I remember I was a little lad shopping with my dad, in JJB in the arndale, and my dad having an argument with the store manager, who was asking him to evacuate and wouldnt let him pay for a couple of T shirts, eventually we left and were guided out by the police, i remember the rumble of the explosion and things falling off of shelves in a a shop we went in further down the road, i remember turning round and seeing the big glass window wave like a sail in the wind, it must have been the only bit of glass in the street that didnt smash, and we were stood right by it, i remember the glass on the floor, people running, screaming, a look on my dads face that feared me to death, and I remember my instinct to run in the direction everyone else was running, and I remember my dad stopping me, telling me not to run, and to take a deep breath before we started walking. I also remember the cloud above the city as we drove out, one of the most frightening yet breathtaking things i think i have ever seen. I don't remember anyone ever say how close we were to being blown to pieces, what I have heard, correct me if im wrong, is that the store we were in was one of the ones obliterated by the blast. lucky me. I empathise with the OP, but took with me from the experience a lot of positives, i listen to people who are priveliged to more information than me, which i attribute to my daft dad arguing with a guy who said "evacuate", and im also the kind of person who will stand his ground and not panic, and generally try and manage a bad situation, which i attribute to my dad again, for making me walk slowly through the street, and not run like everyone else.

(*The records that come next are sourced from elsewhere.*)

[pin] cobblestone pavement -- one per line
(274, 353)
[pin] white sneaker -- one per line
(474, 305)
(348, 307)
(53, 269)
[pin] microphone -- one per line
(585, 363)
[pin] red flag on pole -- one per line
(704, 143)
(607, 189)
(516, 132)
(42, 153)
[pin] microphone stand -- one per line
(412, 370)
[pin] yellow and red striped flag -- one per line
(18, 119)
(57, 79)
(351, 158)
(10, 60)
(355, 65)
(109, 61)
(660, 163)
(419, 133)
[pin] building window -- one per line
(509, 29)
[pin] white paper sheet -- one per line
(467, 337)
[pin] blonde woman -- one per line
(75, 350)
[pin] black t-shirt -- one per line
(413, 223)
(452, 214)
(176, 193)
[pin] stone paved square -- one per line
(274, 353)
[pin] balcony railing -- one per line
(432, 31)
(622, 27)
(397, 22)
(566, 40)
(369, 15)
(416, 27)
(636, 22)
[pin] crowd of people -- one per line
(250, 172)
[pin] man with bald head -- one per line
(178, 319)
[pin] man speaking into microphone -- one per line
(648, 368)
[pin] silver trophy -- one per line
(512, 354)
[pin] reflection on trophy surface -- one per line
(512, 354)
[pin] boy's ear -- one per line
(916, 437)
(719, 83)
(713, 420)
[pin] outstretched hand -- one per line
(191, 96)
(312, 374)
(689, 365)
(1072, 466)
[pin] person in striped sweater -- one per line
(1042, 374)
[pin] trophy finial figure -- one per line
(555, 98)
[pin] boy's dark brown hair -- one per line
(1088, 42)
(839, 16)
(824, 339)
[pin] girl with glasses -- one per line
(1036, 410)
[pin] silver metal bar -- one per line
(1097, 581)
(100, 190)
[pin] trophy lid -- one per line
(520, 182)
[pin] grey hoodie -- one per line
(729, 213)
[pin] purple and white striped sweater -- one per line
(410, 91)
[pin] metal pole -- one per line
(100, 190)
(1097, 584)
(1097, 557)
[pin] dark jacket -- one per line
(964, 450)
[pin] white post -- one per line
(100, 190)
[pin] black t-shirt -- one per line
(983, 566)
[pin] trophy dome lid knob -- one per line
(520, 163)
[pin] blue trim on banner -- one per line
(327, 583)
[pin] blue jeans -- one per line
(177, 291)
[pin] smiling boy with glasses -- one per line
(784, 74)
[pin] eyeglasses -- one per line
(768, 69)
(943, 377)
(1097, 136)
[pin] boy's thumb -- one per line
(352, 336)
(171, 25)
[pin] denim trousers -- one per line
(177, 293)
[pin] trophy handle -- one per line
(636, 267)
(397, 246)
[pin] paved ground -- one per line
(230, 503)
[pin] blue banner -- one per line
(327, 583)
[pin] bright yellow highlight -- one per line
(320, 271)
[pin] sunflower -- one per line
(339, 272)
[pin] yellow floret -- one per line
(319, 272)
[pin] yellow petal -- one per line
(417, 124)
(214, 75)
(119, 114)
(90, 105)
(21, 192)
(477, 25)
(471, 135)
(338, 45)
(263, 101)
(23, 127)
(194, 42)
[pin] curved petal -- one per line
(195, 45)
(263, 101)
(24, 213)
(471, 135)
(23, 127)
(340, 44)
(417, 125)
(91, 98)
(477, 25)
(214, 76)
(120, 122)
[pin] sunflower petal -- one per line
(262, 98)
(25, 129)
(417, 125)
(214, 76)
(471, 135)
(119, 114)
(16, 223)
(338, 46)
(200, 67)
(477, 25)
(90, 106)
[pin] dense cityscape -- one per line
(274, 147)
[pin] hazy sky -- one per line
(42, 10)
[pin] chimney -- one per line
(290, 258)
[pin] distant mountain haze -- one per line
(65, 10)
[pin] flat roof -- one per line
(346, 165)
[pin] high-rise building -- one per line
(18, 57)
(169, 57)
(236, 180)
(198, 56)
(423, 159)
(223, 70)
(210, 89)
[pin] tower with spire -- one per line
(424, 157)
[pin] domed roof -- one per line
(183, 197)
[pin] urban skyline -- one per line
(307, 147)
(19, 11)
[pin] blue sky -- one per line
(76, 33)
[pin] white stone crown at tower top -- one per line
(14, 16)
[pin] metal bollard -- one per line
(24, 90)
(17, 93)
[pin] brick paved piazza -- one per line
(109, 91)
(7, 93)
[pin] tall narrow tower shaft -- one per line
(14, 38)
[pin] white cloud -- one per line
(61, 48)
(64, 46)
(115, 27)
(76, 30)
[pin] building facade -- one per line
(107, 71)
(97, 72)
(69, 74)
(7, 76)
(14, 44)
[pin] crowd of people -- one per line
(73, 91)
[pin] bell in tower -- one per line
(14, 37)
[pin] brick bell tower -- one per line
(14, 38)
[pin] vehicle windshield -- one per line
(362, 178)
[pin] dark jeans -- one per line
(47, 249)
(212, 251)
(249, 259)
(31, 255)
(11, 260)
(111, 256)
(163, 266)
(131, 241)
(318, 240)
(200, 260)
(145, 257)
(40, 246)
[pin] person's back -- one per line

Im lucky that i was not injured, in fact, i didnt even drop my strawberry cornetto, and I'm lucky that my dad is the guy he is, he floored the car on the way home, i remember being excited at the speed, and i remember mum not knowing a thing about it when we got home! These were the days before mobiles were mainstream and dad had driven like a nutter to get home before mum saw anything on the news and have a chance to panic.
and to link to the OP again, i started this post remembering the general jist of what happened, but I'v been shocked at the level of detail i can remember, for example a quick exchange of verbals between my dad and a white van driver going toward town as we were buggin out! so I can only begin to imagine what someone like julian may have gone, and still be going through, and im lucky that i was young enough for my dads reactions to the situation to have sunken in and influenced how i will react tomorrow.
however, Im not too keen on a "memory eraser", can only be bad as any patient will only seek out what has been taken from his mind, which will lead to other problems.
post traumatic stress can be dealt with in so many other ways. any psychologists on here want to back me up?
anyway, enough baring of my psyche, wheres the bitchez at??